Quand la cérémonie cultuelle commence, tour à tour, les neuf villages s’adonnent à des rites bien codifiés. Une file de gens, dirigée par le chaman, comprend le Chau Hua (chef du village), Monsieur Ap et des vieillards, exécute trois tours autour du buffle afin d’exprimer leur accord, avant que le buffle ne soit conduit par Monsieur Ap au bord de la rivière de Nâm Giai. Là, le buffle est lavé symboliquement.
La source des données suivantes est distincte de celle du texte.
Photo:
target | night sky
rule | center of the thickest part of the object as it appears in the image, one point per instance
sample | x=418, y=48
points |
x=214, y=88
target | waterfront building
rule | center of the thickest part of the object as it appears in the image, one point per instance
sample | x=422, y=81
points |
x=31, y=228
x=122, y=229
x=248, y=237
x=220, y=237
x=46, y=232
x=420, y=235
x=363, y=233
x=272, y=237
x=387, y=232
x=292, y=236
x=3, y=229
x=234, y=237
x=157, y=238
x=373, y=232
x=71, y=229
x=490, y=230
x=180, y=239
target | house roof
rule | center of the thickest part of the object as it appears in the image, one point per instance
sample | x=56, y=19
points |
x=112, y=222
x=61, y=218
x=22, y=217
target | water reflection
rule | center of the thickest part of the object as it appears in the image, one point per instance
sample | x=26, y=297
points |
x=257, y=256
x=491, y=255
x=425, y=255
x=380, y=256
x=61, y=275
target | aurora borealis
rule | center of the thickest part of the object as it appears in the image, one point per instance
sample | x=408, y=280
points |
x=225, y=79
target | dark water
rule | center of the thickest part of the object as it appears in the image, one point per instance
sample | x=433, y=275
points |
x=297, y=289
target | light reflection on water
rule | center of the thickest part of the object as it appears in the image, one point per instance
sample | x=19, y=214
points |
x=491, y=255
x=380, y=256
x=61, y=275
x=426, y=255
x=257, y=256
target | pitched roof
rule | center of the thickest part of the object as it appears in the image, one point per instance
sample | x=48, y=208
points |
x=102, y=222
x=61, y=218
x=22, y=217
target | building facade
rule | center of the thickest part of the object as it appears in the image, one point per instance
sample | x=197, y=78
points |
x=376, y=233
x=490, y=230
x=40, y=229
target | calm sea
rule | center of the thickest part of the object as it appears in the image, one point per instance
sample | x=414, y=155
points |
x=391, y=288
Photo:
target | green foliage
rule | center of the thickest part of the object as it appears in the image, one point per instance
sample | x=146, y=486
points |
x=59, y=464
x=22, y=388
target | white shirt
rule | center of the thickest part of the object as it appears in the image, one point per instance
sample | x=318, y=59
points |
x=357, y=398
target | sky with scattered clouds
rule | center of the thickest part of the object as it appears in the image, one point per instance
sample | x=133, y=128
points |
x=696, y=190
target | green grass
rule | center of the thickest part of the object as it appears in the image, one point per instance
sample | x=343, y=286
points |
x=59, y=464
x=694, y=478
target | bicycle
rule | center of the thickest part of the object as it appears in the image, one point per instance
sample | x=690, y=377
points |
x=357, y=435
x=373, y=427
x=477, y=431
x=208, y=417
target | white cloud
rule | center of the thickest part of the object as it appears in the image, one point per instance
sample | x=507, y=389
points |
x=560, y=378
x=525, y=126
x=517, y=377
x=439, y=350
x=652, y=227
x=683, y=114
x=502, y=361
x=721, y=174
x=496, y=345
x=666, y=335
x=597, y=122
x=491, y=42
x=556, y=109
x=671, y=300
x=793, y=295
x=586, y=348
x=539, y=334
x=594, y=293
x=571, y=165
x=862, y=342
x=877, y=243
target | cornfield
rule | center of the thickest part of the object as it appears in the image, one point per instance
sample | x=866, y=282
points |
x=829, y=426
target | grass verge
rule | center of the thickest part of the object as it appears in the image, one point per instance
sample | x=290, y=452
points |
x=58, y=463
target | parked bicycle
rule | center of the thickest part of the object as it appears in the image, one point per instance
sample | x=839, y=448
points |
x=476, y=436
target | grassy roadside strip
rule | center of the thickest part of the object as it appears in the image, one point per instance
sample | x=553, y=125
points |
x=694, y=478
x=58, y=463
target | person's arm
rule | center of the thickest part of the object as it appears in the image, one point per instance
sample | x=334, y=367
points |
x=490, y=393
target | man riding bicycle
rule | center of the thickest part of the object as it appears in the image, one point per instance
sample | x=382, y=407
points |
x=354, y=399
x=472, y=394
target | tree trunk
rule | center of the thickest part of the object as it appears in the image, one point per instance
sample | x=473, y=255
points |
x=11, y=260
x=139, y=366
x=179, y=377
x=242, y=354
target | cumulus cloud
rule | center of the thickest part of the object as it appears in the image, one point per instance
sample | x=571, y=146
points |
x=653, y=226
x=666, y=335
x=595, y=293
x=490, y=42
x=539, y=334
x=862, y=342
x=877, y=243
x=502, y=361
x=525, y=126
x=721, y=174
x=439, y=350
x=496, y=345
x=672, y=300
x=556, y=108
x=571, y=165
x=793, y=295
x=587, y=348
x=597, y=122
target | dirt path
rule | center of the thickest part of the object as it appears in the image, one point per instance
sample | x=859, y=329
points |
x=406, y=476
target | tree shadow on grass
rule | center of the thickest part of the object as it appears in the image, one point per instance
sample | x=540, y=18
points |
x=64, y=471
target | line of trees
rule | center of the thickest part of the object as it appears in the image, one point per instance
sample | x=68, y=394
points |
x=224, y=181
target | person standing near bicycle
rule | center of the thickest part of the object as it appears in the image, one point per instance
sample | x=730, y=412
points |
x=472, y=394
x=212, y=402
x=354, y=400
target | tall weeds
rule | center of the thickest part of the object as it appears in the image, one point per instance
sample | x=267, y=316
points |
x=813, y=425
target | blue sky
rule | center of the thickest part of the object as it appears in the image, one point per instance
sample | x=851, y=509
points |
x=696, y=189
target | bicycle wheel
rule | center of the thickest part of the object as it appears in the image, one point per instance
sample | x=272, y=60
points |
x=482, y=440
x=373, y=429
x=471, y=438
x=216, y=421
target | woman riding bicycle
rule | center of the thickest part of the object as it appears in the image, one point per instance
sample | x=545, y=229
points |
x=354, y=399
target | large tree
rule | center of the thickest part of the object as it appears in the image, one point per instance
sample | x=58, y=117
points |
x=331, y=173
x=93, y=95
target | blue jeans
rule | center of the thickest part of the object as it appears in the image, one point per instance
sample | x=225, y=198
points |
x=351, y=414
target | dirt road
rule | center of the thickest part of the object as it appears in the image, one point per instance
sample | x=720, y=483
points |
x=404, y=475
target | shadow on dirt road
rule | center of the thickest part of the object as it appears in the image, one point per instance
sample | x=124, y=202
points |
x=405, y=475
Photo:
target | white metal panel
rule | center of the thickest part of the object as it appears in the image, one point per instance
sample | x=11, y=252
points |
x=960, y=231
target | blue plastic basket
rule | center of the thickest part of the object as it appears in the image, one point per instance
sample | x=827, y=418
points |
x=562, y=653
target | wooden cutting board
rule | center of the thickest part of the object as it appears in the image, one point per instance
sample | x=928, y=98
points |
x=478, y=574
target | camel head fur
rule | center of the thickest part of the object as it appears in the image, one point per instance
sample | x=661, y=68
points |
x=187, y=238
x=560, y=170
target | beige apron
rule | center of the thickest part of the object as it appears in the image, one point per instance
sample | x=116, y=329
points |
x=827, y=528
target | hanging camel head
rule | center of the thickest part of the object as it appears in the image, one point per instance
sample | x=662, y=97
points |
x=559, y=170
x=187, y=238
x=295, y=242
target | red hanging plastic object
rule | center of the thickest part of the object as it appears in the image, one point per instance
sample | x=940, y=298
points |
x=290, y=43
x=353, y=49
Se tenant dans les eaux, Monsieur Ap jette de l’eau avec ses mains, neuf fois en tout, sur le buffle. Puis le buffle est conduit dans la cour du temple où un poteau de bois a été planté. Monsieur Ap y attache le buffle. Avec un couteau, il simule un égorgement. La scène finie, l’animal est amené à la zone de sacrifice où il est abattu puis brûlé en surface. Il est ensuite déposé sur l’autel du temple, dédié au culte des divinités. Tour à tour, les neuf villages procèdent aux mêmes rites, puis à la cérémonie cultuelle principale dans le temple. Les cérémonies durent jusqu’à la fin du 3e jour.
Renforcer les liens communautaires
Les rites finis, chacune des neuf femmes chamans se voit offrir une tête de buffle. La viande est partagée en trois parties pour le Chau Hua, la dame chaman et la communauté villageoise. Pendant trois jours, les villageois doivent s’abstenir de certaines activités quotidiennes, comme pilonnage du riz, jouer du gong et du tambour…
Statues de buffles au temple Chin Gian. |
Photo : Vietnamnet/CVN |
Quant au Chau Hua, chef du village, il est le dernier à quitter le temple. Chez lui, devant l’autel des ancêtres, il procède encore à des rites cultuels. D’un air solennel, il ouvre une jarre d’alcool dans laquelle il met neuf tiges à siroter, imaginant que les génies et les ancêtres reviennent savourer de l’alcool sacré. Ensuite, il invite les gens organisateurs de la cérémonie à assister à la cérémonie cultuelle chez lui, avant de prendre part à un festin communautaire. S’ensuit une soirée joyeuse aux sons de tambour, de danses et chants folkloriques… au travers desquels l’on formule des vœux pour la paix du village, la santé et le bonheur des villageois, la prospérité de toute la communauté.
"La fête du temple Chin Gian est l’occasion pour les Thai d’exprimer leur gratitude envers les divinités, génies et ancêtres, mais aussi leur solidarité communautaire, leur amour pour la terre natale", conclut le chercheur en culture Thai, Sâm Van Binh.